Calculus 2: Power Series Questions?

1A) Using the definition:

f(x) = e^x sin x ==> f(0) = 0

f '(x) = e^x (sin x + cos x) ==> f '(0) = 1

f ''(x) = e^x (2 cos x) ==> f ''(0) = 2

f '''(x) = e^x (2 cos x - 2 sin x) ==> f '''(0) = 2.
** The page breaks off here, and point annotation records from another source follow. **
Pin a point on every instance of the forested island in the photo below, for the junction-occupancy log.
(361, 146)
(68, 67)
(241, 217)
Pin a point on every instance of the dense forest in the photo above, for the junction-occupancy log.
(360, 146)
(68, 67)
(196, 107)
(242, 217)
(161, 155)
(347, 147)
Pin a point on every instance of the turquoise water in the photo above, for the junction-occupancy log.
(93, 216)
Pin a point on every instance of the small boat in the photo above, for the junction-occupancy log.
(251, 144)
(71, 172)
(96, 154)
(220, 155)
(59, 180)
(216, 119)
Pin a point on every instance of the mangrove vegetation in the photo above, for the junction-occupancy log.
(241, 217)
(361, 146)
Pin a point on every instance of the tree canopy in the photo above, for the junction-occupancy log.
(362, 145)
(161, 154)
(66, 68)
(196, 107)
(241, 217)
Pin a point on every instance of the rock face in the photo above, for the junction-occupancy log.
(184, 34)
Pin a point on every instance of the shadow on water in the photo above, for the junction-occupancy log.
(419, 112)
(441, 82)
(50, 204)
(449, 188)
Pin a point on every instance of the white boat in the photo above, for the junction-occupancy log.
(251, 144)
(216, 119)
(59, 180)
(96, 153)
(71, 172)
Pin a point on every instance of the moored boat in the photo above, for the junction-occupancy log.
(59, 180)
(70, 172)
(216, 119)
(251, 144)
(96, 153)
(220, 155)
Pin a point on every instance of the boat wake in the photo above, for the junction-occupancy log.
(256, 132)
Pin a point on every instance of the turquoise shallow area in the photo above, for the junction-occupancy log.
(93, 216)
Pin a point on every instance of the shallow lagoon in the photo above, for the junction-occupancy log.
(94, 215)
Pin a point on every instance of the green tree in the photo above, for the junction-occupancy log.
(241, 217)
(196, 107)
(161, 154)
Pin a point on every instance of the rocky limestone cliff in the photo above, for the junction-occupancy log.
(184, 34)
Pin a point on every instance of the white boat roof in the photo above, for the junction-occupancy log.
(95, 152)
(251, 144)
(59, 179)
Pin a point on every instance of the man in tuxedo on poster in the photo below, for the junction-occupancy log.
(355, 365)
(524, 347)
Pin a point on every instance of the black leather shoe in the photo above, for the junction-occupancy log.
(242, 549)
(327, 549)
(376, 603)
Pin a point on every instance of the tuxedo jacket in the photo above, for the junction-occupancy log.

So, P₃(x) = 0 + 1x + 2x^2/2! + 2x^3/3! = x + x^2 + x^3/3.

---------

B) Simply let x = 1/2 in the result in (A).

C) Since f ''''(x) = e^x * -4 sin x, the error bound is

|f ''''(c) * (1/2)^4/4!| for some c in (0, 1/2)

= (4e^c sin c) * (1/16) / 4!

= e^c sin c / 96

< e^(1/2) * 1/96

= e^(1/2)/96.

----------------------

2A) Use the Ratio Test.

r = lim(n→∞) |[(-1)^(n+1) x^(n+1) / (5n+7)] / [(-1)^n x^n/(5n+1)]|

..= |x| * lim(n→∞) (5n+1)/(5n+7)

..= |x|.

So, this series converges (at least) for |x| < 1.

Check the endpoints:

x = -1 ==> Σ 1/(5n+1); divergent by Integral Test.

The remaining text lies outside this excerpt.